I need an overview of some files located on a drive to which the Alteryx server will not be allowed access (so no, I can't make use of the server to increase processing speed, even if I'd like to do that). The drive is in the TB-range, and runtimes for subfolders will in some cases be more than an hour when running the relevant workflows from the designer. I am aware that while a workflow is running in the designer I can still work on other stuff, related to other workflows, inside the designer, but I'm not clear on exactly how Alteryx allocates the system resources available among the different active workflows.
The basic question is this: If I have, say, two different folders I need to process, will I get any performance benefit from runnning two different Alteryx flows in parallel inside the designer (so that both workflows are running at the same time), compared to if I'd just run the flows sequentially, one after the other? So for example if I have two workflows that each, if run on its own with no other stuff going on inside the designer, take an hour to process in Alteryx, will the total run time be 2 hours regardless of whether I run the flows simultaneously or not? Are there any relevant 'rules of thumb' here, aside from 'try to avoid having Alteryx switch to virtual memory'?
Solved! Go to Solution.
Hi @BYJE
I'll try and give a short answer first, and allow you to follow up with questions if need be 🙂
Alteryx is able to run many workflows at once and you control the memory limit given to each workflow.
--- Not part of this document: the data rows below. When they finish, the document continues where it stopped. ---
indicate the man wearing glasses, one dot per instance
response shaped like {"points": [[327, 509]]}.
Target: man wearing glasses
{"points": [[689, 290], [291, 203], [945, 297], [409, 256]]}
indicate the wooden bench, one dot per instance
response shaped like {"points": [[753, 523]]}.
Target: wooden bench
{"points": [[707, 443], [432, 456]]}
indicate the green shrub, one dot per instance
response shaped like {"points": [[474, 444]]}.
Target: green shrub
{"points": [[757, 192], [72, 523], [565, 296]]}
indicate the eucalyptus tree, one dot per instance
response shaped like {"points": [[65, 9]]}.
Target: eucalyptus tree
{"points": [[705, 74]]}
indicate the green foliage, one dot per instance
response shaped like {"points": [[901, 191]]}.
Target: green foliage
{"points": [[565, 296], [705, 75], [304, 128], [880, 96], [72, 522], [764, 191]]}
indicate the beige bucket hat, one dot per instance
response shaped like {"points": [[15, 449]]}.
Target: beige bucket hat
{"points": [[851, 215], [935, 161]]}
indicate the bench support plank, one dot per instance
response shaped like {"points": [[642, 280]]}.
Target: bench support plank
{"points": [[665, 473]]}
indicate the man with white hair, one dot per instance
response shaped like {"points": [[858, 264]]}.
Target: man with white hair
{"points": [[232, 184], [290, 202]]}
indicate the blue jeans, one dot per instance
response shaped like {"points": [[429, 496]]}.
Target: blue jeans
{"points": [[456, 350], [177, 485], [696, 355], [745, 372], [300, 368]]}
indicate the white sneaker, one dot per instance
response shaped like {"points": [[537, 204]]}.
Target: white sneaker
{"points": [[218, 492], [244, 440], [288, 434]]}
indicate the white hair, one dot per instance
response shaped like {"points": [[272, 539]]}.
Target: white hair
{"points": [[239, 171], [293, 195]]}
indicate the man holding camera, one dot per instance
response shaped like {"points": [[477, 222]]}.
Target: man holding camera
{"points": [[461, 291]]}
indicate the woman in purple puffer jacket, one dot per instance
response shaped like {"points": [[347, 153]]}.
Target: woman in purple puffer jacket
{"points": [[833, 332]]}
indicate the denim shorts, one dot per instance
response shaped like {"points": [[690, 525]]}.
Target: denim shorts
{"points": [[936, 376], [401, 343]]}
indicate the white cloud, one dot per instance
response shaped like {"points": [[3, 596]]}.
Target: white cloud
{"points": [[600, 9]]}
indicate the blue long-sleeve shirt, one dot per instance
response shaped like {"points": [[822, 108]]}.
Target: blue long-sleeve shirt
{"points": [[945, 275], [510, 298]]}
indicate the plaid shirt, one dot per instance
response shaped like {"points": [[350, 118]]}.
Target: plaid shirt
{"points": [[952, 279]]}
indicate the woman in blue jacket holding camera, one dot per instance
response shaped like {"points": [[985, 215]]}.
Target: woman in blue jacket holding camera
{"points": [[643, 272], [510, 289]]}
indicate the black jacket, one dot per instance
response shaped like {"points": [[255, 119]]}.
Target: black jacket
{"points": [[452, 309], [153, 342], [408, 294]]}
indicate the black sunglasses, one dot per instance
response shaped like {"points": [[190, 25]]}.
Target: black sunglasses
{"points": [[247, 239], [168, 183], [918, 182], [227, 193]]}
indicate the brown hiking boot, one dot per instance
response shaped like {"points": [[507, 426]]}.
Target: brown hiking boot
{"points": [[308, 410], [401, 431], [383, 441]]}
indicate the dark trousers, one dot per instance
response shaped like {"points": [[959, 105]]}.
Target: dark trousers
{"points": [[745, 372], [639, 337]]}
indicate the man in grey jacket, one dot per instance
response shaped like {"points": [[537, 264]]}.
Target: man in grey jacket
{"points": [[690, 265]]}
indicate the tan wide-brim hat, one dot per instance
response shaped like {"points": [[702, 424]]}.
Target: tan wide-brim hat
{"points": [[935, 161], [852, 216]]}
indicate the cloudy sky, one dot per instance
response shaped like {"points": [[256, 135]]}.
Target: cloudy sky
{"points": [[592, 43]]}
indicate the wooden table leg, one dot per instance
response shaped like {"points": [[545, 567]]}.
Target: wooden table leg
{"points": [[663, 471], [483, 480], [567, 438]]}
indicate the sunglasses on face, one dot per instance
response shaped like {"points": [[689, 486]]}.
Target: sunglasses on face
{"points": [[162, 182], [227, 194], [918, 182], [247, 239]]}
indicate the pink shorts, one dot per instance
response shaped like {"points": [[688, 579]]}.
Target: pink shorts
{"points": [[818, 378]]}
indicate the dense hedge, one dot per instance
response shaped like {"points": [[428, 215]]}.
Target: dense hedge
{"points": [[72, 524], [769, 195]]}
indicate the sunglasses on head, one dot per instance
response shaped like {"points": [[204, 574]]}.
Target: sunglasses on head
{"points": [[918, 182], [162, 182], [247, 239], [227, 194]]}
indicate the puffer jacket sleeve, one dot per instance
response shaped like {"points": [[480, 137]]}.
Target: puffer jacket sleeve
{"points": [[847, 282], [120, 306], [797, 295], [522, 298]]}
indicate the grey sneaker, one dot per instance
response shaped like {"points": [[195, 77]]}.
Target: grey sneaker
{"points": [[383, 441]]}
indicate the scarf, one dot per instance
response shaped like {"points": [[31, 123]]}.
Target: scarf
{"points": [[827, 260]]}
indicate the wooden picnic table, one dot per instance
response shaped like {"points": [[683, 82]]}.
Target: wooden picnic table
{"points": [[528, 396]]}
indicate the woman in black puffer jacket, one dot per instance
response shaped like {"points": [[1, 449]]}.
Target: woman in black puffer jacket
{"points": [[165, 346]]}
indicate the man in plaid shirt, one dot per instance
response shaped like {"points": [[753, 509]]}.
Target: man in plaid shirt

This allows you to run 2 at once, and given the resources, they would finish in the same time it would take to run just the one (assuming they take the same amount of time).
The bit you need to fact in is, given the resources, AKA if you don't have the RAM to share you end up with the scenario that they may run in the same time, or potentially slower, than they would have if you ran them in series (due to potential memory conflicts and even errors in the worst case).
A rule of thumb to apply to the memory setting for Alteryx is
(Available RAM / 2) / Number of Parallel Workflows
So if you had a machine with 16GB RAM. Divide by 2, to leave stuff for Windows and other things. Then divide by 2 if you want 2 to run and once, leaving each workflow with 4GB RAM.
These settings are available within Options > System Settings > Edit System Settings
Thanks for the response @JoeS - this was quite helpful, I'll accept it as a solution.
I'll of course try to avoid inefficient processing, but in case I find myself in such a setting, perhaps without knowing it ('because I encountered an unusually-sized thumb'): Can you tell me a little more about the sort of errors related to suboptimal processing secondary to insufficient available RAM which might occur - mainly, are these data errors (faulty data, e.g. nulls instead of digits) or are they 'Alteryx errors' which might lead to no output being generated? I ask because in this particular setting I don't care very much about the former, as long as the error rate is reasonably low, but I'd potentially care about the latter. If a few individual files are not handled correctly and this leads to incorrect output that doesn't really matter in this case - this is a highly dynamic file system I'm exploring, so running the same flow in the morning and the afternoon would give far from identical results anyway - but if a run that's been processing for 50 minutes fails to produce any output because Alteryx stops the flow because of a runtime error, that will matter.
It's going to be the latter part. You may encounter memory pipe errors and this will halt the workflow and cause it to fail.
So I'd recommend being sensible with the setting and keeping your wits about you with that thumb of yours!
Having worked with Alteryx for 10+ years I have never encountered it create data errors due to being over loaded, and I was a customer putting 6+billion records through it in one daily process, where the checks would have spotted this.
If you do go with my formula that should definitely give you a good base to start from, and if you find that you aren't getting the performance you need, my recommendation would be to add more RAM to the machine itself after playing a little with the settings.